Gilbert, étouffé, se sentit prêt à lâcher prise ; mais,
réunissant toutes ses forces par un suprême effort, il entoura le corps d’Andrée
de ses bras, appuyant sa tête contre la poitrine de la jeune fille.On eût dit
qu’il voulait étouffer celle qu’il protégeait.

– Adieu ! adieu ! murmura-t-il en mordant sa robe
plutôt qu’il ne l’embrassait ; adieu !

Puis il releva les yeux pour l’implorer d’un dernier regard.

Alors une vision étrange s’offrit à ses yeux.

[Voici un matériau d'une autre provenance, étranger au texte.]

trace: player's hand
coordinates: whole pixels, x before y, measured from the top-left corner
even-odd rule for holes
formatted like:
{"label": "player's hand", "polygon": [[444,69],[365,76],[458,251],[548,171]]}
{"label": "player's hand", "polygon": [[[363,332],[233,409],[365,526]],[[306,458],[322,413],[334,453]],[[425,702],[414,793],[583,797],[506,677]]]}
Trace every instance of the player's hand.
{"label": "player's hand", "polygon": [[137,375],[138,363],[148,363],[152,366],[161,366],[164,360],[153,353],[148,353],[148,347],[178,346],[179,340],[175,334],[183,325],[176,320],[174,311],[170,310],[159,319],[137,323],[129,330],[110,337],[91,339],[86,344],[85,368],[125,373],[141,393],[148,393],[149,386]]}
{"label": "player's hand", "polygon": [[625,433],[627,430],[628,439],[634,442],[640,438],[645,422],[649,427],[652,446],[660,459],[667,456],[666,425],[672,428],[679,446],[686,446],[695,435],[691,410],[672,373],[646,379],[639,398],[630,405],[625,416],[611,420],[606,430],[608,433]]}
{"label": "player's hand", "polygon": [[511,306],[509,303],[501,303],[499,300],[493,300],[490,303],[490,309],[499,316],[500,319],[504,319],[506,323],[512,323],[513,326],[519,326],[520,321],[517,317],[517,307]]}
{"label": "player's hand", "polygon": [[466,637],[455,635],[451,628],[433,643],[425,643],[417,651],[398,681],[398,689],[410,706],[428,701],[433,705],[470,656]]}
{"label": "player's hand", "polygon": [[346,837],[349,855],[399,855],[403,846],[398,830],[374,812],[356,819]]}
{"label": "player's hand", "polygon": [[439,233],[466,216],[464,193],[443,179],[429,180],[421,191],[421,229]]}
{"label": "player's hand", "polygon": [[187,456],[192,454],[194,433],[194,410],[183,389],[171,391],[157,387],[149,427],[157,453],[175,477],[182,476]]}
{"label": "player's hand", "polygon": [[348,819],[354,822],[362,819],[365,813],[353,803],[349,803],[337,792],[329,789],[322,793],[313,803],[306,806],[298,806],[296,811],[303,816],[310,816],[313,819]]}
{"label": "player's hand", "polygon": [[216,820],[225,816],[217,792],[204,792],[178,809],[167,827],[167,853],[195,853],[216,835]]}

C’était debout sur une borne, accroché de là main droite à
un anneau scellé dans la muraille, tandis que de la main gauche il semblait
rallier une armée de fugitifs ; c’était un homme qui, voyant passer toute
cette mer furieuse à ses pieds, tantôt lançait une parole, tantôt faisait un
geste. À cette parole, à ce geste, on voyait alors parmi la foule quelque
individu isolé s’arrêtant, faisant un effort, luttant, se cramponnant pour
arriver jusqu’à cet homme. D’autres, arrivés à lui, semblaient dans les
nouveaux venus reconnaître des frères, et ces frères, ils les aidaient à se
tirer de la foule, les soulevant, les soutenant, les attirant à eux. Ainsi déjà
ce noyau d’hommes luttant avec ensemble, pareil à la pile d’un pont qui divise
l’eau, était parvenu à diviser la foule et à tenir en échec les masses des
fugitifs.

À chaque instant, de nouveaux lutteurs qui semblaient sortir
de dessous terre à ces mots étranges prononcés, à ces singuliers gestes répétés,
venaient faire cortège à cet homme.

Gilbert se souleva par un dernier effort ; il sentait
que là était le salut, car là était le calme et la puissance. Un dernier rayon
de la flamme des charpentes, se ravivant pour mourir, éclaira le visage de cet
homme. Gilbert jeta un cri de surprise.

– Oh ! que je meure, que je meure, murmura-t-il, mais
qu’elle vive ! Cet homme a le pouvoir de la sauver.

Et dans un état d’abnégation sublime, soulevant la jeune
fille sur ses deux poings :

– Monsieur le baron de Balsamo ! cria-t-il, sauvez mademoiselle
Andrée de Taverney !

Balsamo entendit cette voix, qui, comme celle de la Bible,criait
des profondeurs de la foule ; il vit se lever au-dessus de cette onde
dévorante une forme blanche ; son cortège bouleversa tout ce qui lui
faisait obstacle ; et, saisissant Andrée, que soutenaient encore les bras
défaillants de Gilbert, il la prit, et, poussé par un mouvement de cette foule
qu’il avait cessé de contenir, il l’emporta sans avoir le temps de détourner la
tête.

Gilbert voulut articuler un dernier mot ; peut-être, après
avoir imploré la protection de cet homme étrange pour Andrée,voulait-il la
demander pour lui-même, mais il n’eut que la force de coller ses lèvres au bras
pendant de la jeune fille, et d’arracher, de sa main crispée, un morceau de la
robe de cette nouvelle Eurydice que lui arrachait l’enfer.

Après ce baiser suprême, après ce dernier adieu, le jeune
homme n’avait plus qu’à mourir ; aussi n’essaya-t-il point de lutter plus
longtemps ; il ferma les yeux, et, mourant, tomba sur un monceau de morts.